セクスプロイテーション、ピンク映画の勃興とポルノ解禁
出典: フリー百科事典『ウィキペディア(Wikipedia)』 (2022/06/14 15:37 UTC 版)
「鬼畜系」の記事における「セクスプロイテーション、ピンク映画の勃興とポルノ解禁」の解説
詳細は「セクスプロイテーション」、「ピンク映画」、および「ポルノ映画」を参照 1960年代のアメリカではセクスプロイテーション映画と呼ばれる、独立系映画制作会社による低予算の、お色気女優が性的搾取されるシチュエーションを扱うジャンルが隆盛し、日本でも同様にピンク映画が流行した。『Olga's Girls』(1964年)などSM行為を含むエロ映画もこの頃に多数制作されている。1969年のデンマークを皮切りに、(擬似ではなく)本物の性交を行うポルノ映画が合法となった(ポルノ解禁)。ポルノが合法になる以前からも、スタッグフィルムと呼ばれる非合法のポルノ映画が地下で流通しており、SMポルノ映画もこの頃から制作されていた。デンマークのColor Climax Corporation(1967年〜)は、すぐさま獣姦、飲尿、さらに法律の不備をついて児童ポルノなど様々なジャンルのポルノを制作した。スカトロ行為を行うポルノ動画がいつ頃から登場したかは定かではないが、『HARD GAMES – Klistier Exzess (Anita Feller)』(1980年)やVeronica Moserなどは確認できる初期の例である。1980年代にはイギリスでアニマル・ファームという獣姦ジャンルのポルノ動画がいくつも作成された。

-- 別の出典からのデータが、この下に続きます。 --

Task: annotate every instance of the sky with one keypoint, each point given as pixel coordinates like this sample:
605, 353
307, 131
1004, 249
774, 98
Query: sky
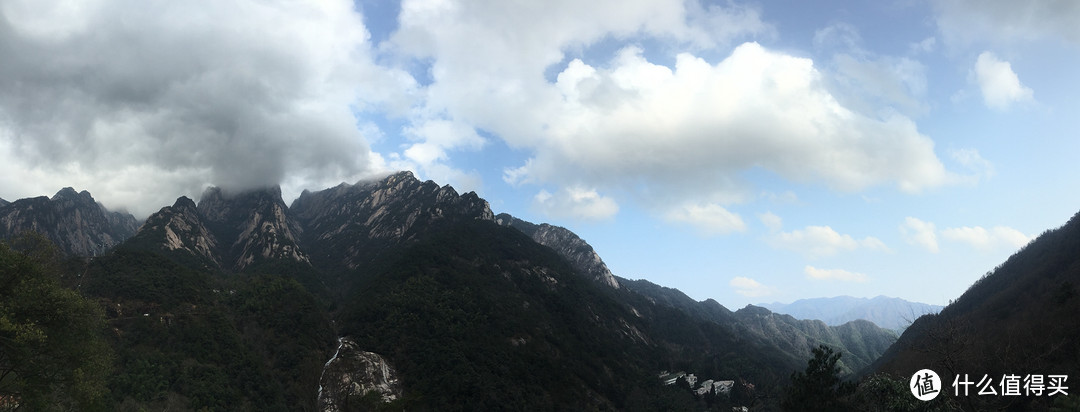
745, 151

中には、ウナギを挿入するものもあった。現在では、動物の権利の観点から、獣姦ポルノは法律で禁止されている国もある。日本のカルト的エログロAVでは、V&Rプランニング、平野勝之、井口昇、天野大吉、穴留玉狂、アロマ企画などが後に登場した。 一方、日本国内では1960年代よりテレビの普及に伴い、映画館の観客動員数が減少し、これに対抗した大手以外の独立系映画会社が「テレビでは出来ないこと」としてピンク映画の製作に舵を切り始め、隆盛を極めていた。これに目を付けた東映が『網走番外地』シリーズで知られる映画監督の石井輝男と『くノ一忍法』『893愚連隊』『日本暗殺秘録』で知られる中島貞夫を抜擢し、日本の大手映画会社としては初となるポルノ映画『大奥㊙物語』(監督・中島貞夫)および『徳川女系図』(監督・石井輝男)を製作した。これに手応えを感じた東映と石井は本作より「異常性愛路線」を前面に打ち出し、作中にサドマゾ、拷問、処刑などグロテスクな描写を次々に取り入れ、エログロとサディズムの極限を追求した成人映画を立て続けに製作し、和製モンドの一ジャンルを築き上げた。これら一連の作品によって石井輝男は国内におけるカルトムービーのパイオニアとしてみなされている。 異常性愛路線は、1968年公開の『徳川女系図』の大ヒットを嚆矢として『徳川女刑罰史』『異常性愛記録 ハレンチ』『徳川いれずみ師 責め地獄』『明治大正昭和 猟奇女犯罪史』(阿部定が出演)とシリーズを重ねるごとに、その過激さを加速度的にエスカレートさせていくが、1969年の『江戸川乱歩全集 恐怖奇形人間』の興行的失敗、併映作『㊙劇画 浮世絵千一夜』の警視庁から東映と映倫に対するわいせつシーンの削除要請、そして警察庁による取り締まり強化宣言などによって60年代末に終焉を迎えることとなる。 その後、エログロ路線が下火になる中、1971年に東京テレビ動画(後の日本テレビ動画)は谷岡ヤスジ原作の劇場用アニメ映画『ヤスジのポルノラマ やっちまえ!!』を製作。本作はそれまで子供向けであると言われたアニメの世界にエログロやバイオレンス表現を大胆に取り入れ、強姦や獣姦、幼児姦に近親相姦といったハードコア要素を存分に詰め込んだアブノーマルな世界観に仕上がっており、今日では伝説的なカルトムービーとして一部で再評価されている。しかし、公開前に映倫からのクレームで11カ所がカットされ、主人公がメスゴリラと姦通した後、割腹自殺を遂げるラストシーンは前年の三島事件を連想させるとのことで全面的に撮り直された。そのうえ公開後は全く客が入らず、2週続映が1週で打ち切られ、ほとんどの批評誌からも酷評されるなど興行は大失敗に終わり、本作を最後に東京テレビ動画は解散を余儀なくされた。その後、1984年にワンダーキッズが中島史雄の三流劇画を原作とした成人向けOVA『雪の紅化粧/少女薔薇刑』を公開するまで国産アダルトアニメは12年半にわたり姿を消すこととなった。